Moving is for mad men. You spend hours storing, packing, boxing and purging and once the move is complete, you spend hours trying to figure out what the chicken scratch on the side of each box actually means. It’s pure insanity.
On our third night in the new house, we just had to quit unpacking. We brought a heat wave with us and after two and a half days of temperatures in triple digits, a night off to relax in the pool was just what the doctor ordered.
Uncle Walt had been entertaining our kids so we could unpack and probably needed a night off as well. So Stephanie and I left a billion half empty boxes strewn around the house and walked up to the pool as sweat rolled down our faces. I wasted no time as I kicked off my shoes, threw my shirt into a vacant chair and jumped into the pool. As I came up for a breath of fresh air, my body temperature instantly dropped thirty degrees. It was invigorating.
Stephanie, Uncle Walt, the kids and I just relaxed the night away in the pool as the miles of travel and hours of unpacking boxes faded into the background. We were tired but we were happy as we embraced new places, new adventures, a new land of possibilities and the new sounds that awaited our arrival.
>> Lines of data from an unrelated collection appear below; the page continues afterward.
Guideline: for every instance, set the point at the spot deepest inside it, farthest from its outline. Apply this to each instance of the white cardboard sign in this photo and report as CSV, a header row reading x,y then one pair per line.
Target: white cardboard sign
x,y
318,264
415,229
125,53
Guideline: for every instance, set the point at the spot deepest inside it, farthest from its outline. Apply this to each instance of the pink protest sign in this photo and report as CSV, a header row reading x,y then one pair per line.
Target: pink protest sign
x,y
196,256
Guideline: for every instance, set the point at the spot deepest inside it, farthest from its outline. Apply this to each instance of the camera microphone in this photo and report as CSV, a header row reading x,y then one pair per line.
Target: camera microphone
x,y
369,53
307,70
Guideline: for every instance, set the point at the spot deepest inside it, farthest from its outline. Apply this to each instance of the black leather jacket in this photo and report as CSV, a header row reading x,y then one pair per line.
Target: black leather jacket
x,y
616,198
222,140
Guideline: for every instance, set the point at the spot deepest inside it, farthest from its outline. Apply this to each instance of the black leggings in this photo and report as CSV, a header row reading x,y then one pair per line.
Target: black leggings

Wait! What was that sound?! We heard a weird sound as the sun settled behind the western skyline and we quickly decided to investigate. As we scoured the area just beyond the pool fence for the source of the odd sound, one of our new neighbors told us that it was a tree frog. It was an amazing discovery and before we knew it, the first adventure in our new home had begun. We couldn’t wait to get home and scour the internet for information on tree frogs (but that is another story for another day).
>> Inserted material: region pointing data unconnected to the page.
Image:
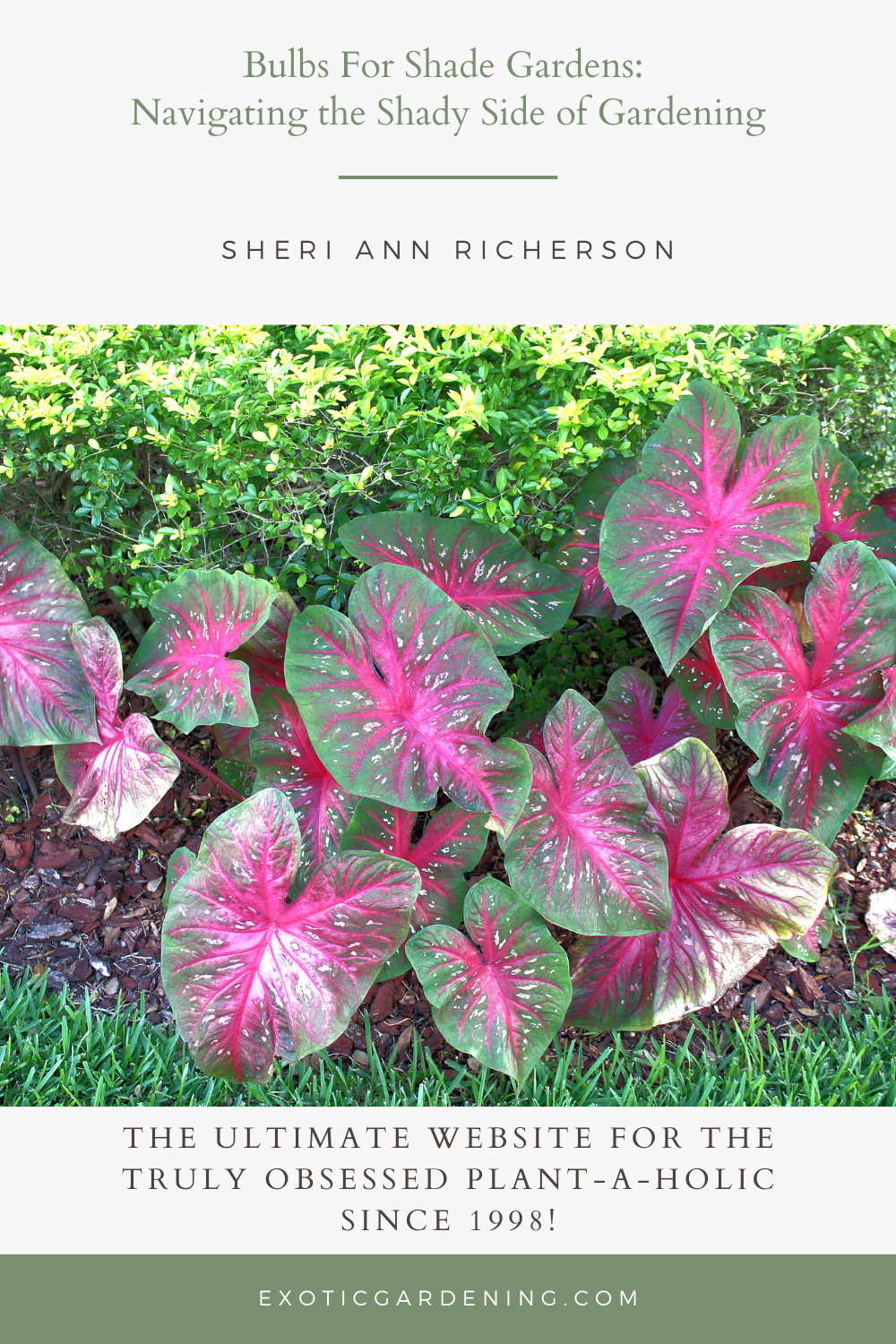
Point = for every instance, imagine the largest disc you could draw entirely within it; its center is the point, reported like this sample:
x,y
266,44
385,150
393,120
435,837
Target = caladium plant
x,y
45,696
579,554
450,847
734,895
581,854
118,780
285,760
347,862
263,655
700,682
704,513
260,965
501,992
845,513
182,661
627,710
794,711
512,599
398,694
The pool closed at nine o’clock but we stayed in the water as long as we could. As I was drying myself off and getting ready to head home for the evening, my heart skipped a beat when I noticed the flicker of little lights filling the night air; Lightning Bugs!
I grew up in Roxbury, CT. One of the highlights of my childhood was that our backyard was littered with fireflies. My brothers and I would stay out late on hot summer nights and catch lightning bugs. We would poke holes in the metal cap of a jar and fill the container with as many fireflies as we could catch. And when my mother would finally call us inside for the night, I would bring the bottle of lightning bugs into my room and fall asleep to the calming flicker of my own personal fireworks show.
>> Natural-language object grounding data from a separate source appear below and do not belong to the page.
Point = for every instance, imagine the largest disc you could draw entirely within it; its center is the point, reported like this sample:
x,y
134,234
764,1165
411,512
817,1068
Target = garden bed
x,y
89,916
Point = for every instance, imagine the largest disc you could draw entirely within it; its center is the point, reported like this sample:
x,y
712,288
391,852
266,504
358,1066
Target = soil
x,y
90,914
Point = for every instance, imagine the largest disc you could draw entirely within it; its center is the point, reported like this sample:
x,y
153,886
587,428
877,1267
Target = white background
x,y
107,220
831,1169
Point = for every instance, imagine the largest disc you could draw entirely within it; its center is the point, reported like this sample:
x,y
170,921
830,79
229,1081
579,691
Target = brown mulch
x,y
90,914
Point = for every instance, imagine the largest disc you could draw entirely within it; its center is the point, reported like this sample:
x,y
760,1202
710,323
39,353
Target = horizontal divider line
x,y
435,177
My children had never seen fireflies. I was awestruck by the wonderment that sparkled in their eyes as they chased the twinkling lights through the parking lot. We caught two and put them into a mesh container that came with one of Josh’s science kits and later in the evening, I smiled to myself as I watched my son fall asleep just as I had done when I was his age.
Yes, moving is for mad men, but mad men are adventurers! And so far, our trek has already opened a whole new world to my entire family. But for me, the true adventure lies in the wide eyed look of intrigue my children have every time they see or learn something new. They are still at the age when the world is filled with mystery, fascination, and a kind of folklore that buffers them from reality. And for a small moment every day, when the world mystifies each of them, I get to join them on another voyage into an endless world of possibilities.